3. Memperkuat Interaksi Politik
Selain itu, CIS menjadi platform untuk interaksi politik seperti membahas kepentingan bersama, masalah diplomatik, dan menyelesaikan perselisihan. Saat ini, CIS membahas masalah keamanan, migrasi, dan topik penting lainnya yang memengaruhi semua negara anggota.
KTT tersebut telah menunjukkan bahwa format CIS masih relevan dan memiliki banyak potensi, meskipun dalam beberapa tahun terakhir, beberapa pakar telah menyatakan keraguan terhadap masa depan organisasi tersebut. "Namun, situasi geopolitik saat ini hanya memperkuat hubungan Rusia dengan bekas republik Soviet.
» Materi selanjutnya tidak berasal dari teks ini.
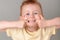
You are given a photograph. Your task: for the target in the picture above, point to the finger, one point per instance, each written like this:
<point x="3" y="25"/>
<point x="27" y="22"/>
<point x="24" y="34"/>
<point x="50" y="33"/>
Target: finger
<point x="41" y="17"/>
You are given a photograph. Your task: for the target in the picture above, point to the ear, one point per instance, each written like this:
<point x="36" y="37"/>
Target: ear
<point x="41" y="17"/>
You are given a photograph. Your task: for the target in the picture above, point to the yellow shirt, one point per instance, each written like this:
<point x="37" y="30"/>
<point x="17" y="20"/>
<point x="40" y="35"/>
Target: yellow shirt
<point x="22" y="34"/>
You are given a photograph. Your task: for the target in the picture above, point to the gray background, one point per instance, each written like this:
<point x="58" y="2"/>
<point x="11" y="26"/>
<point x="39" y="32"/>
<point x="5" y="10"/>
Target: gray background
<point x="10" y="10"/>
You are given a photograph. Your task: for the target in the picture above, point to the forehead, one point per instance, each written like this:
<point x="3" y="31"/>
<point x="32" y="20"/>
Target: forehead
<point x="31" y="7"/>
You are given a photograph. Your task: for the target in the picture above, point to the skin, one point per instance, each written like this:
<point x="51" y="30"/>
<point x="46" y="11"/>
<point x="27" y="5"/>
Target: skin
<point x="32" y="14"/>
<point x="34" y="20"/>
<point x="31" y="18"/>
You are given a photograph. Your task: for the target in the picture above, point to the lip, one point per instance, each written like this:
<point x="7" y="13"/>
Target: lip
<point x="31" y="21"/>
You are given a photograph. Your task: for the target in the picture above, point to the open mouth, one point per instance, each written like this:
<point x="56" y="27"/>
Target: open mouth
<point x="31" y="21"/>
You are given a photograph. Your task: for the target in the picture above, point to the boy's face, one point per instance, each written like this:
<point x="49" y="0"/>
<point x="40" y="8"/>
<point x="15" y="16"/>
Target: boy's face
<point x="31" y="13"/>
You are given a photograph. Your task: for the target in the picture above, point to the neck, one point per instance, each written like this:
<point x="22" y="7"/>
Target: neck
<point x="32" y="29"/>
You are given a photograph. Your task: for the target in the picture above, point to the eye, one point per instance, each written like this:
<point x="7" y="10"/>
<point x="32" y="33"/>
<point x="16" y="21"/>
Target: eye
<point x="27" y="14"/>
<point x="35" y="13"/>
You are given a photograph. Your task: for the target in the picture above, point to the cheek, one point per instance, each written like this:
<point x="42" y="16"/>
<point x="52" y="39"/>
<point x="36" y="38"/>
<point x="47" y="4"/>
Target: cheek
<point x="37" y="17"/>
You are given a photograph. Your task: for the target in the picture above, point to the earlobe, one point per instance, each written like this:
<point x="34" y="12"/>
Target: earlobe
<point x="41" y="17"/>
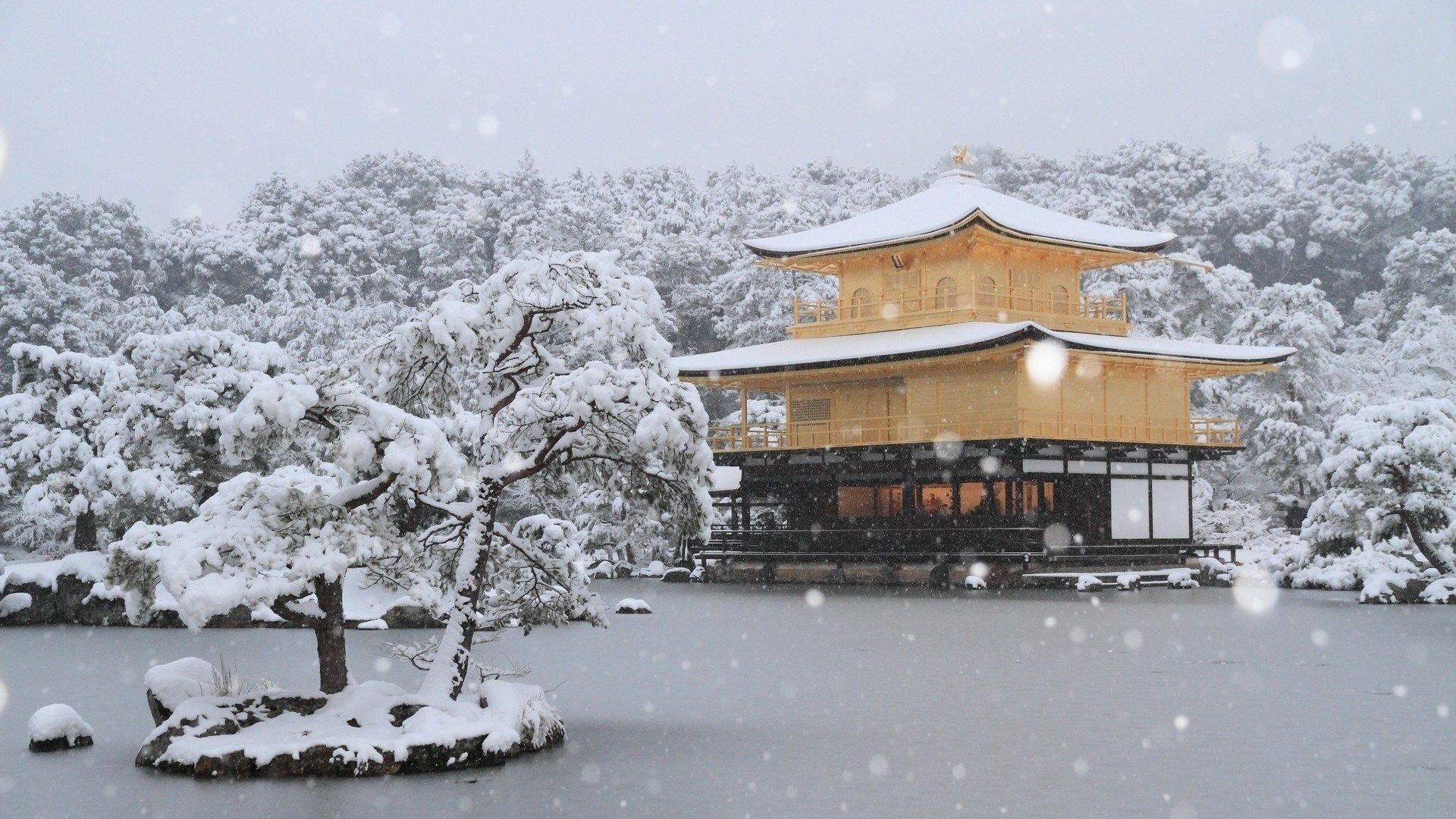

CIS merupakan platform yang sangat penting untuk mempromosikan integrasi dengan negara-negara yang bukan bagian dari Organisasi Perjanjian Keamanan Kolektif (CSTO) atau Uni Ekonomi Eurasia (EAEU) -- Azerbaijan, Uzbekistan, Tajikistan, Turkmenistan, dan Moldova -- tetapi yang memandang Rusia sebagai mitra utama. Misalnya, pada KTT tersebut, Presiden Azerbaijan Ilham Aliyev menggambarkan hubungan antara Azerbaijan dan Rusia sebagai sekutu," Ujar Farhad Ibragimov yang merupakan seorang pakar, dosen di Fakultas Ekonomi Universitas RUDN, dosen tamu di Institut Ilmu Sosial Akademi Kepresidenan Rusia untuk Ekonomi Nasional dan Administrasi Publik, dilansir RT.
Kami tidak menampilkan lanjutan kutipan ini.